Teams that exceed their Pythagorean projection are doing well in close games--I believe that is a given. Most close games are low-scoring games. In low scoring games, as Bill James realized 20-30 years ago writing about the World Series, long-sequence offenses (with high OBA) do poorly and slugging teams do better. So yes, slugging teams would be expected to outperform long-sequence teams in close games.
Comments?
David Kaiser
One thing I'd be curious about is how the run environment affects the big inning-->W% correlation. I.e. in a very low-run environment, does that still hold? Same with a very high-run environment. And does OBP still lead to bigger innings in these different envts?
The next step would be to take RPG and variance of RPG for different style offenses and defenses and see which ones maximize winning games. In general, consistent offenses and inconsistent defenses make for better games.
I'd also like to see things broken down a bit more.

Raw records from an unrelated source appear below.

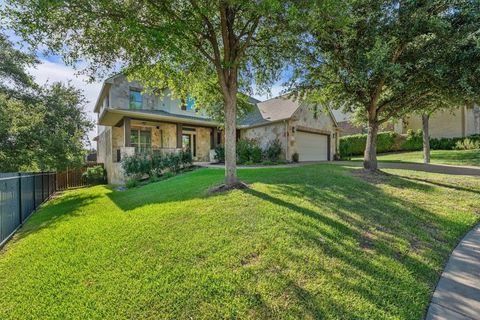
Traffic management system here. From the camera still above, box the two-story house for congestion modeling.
[94,74,338,184]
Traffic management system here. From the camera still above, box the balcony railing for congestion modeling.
[114,147,182,162]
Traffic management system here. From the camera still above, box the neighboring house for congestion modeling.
[94,74,338,184]
[333,105,480,138]
[395,105,480,138]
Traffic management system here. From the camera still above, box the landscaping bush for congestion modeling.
[339,131,396,159]
[122,151,193,180]
[292,152,300,163]
[455,138,480,150]
[265,139,282,162]
[82,166,107,184]
[215,144,225,162]
[122,154,152,179]
[430,135,480,150]
[400,129,423,151]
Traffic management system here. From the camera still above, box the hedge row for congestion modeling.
[122,151,193,180]
[340,130,480,158]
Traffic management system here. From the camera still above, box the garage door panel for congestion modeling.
[296,132,328,161]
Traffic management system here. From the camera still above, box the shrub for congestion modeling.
[265,139,282,161]
[339,131,396,159]
[215,144,225,162]
[122,154,152,179]
[292,152,300,163]
[455,138,480,150]
[400,129,423,151]
[82,166,107,184]
[250,144,262,163]
[122,151,193,184]
[125,179,138,189]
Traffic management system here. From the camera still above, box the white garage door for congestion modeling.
[295,131,328,161]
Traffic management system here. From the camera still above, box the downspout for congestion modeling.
[283,120,288,161]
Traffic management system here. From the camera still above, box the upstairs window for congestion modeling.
[182,97,195,111]
[129,89,143,110]
[130,129,152,153]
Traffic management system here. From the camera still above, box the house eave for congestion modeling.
[98,108,219,127]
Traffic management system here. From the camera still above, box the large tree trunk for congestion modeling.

Instead of OBP and SLG, how about AVG, ISO, and BB%?
correlation BB% AVG ISO OBP SLG
%inng w/1+R .47 .75 .73 .82 .87
%inng w/2+R .45 .65 .59 .74 .73
%inng w/3+R .37 .53 .46 .60 .57
%inng w/4+R .42 .68 .57 .75 .72
%inng w/5+R .40 .60 .47 .67 .61
It seems that AVG tends to follow a similar pattern as OBP, and ISO tends to follow a similar pattern as SLG. BB% tends to look like SLG because of their correlation, I think (0.36).
Another tangent to explore would be to see if "good bullpens" tend to be those that tend to allow less home runs/extra base hits, or those that tend to allow less baserunners.

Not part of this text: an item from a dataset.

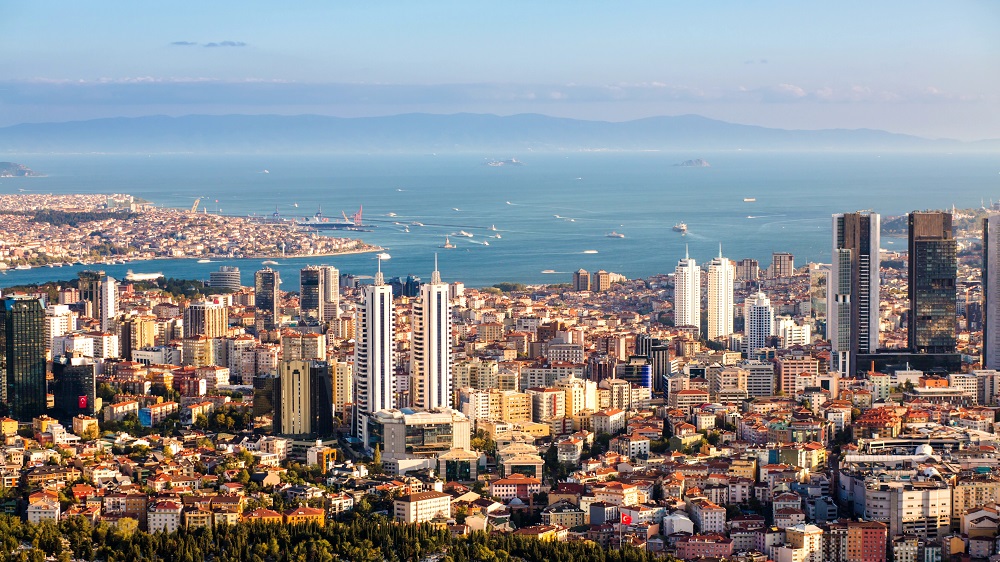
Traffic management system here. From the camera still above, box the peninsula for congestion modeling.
[0,193,381,269]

Also, I wonder how well park factors correlate with this kind of concept, since some parks have low effects on OBP and higher effects on SLG, and vice versa.
To the extent that bullpens can control hits on BIP, it would be interesting to test their effects, but the effects would be pretty muted.

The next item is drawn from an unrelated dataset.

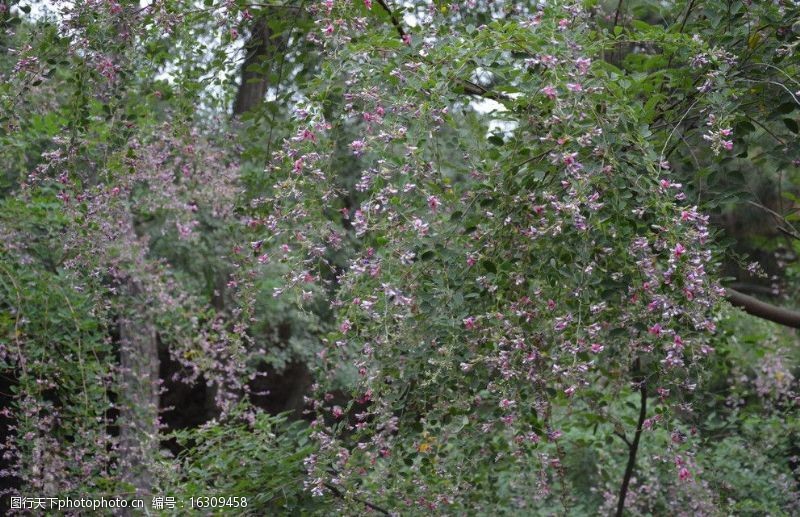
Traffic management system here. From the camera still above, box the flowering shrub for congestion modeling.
[0,0,800,515]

That's why I was wondering how much SLG affected W-L record predictions and if an increased understanding of this principle would refine W-L predictions. Also, whether bullpens that reduced SLG leaded to an increased chance of winning. Also, home teams that play in parks with high SLG park factors might have more variance in their W-L records.
Am I off the wall?
The park factor thing should not matter because all games are played by two teams that are in the same stadium at the same time. The park would spread out or condense their run scoring equivalently.
As an example, assume you are managing the visiting team in extra innings. If the home team scores a run, you lose immediately. If you had two relievers (ignore handedness and platoon) to choose from, with similar VORP/WXLR/etc., one of which has a slightly better rate at reducing OBP (but gives up more home runs) and the other has a slightly better rate at surpressing SLG (but gives up more walks), would it be better to use the pitcher with the better SLG-surpressing skills or the OBP-surpressing skills.. my instinct is it would be better to use the one who surpresses SLG since a pitcher could give up multiple walks/hits but still get the three outs.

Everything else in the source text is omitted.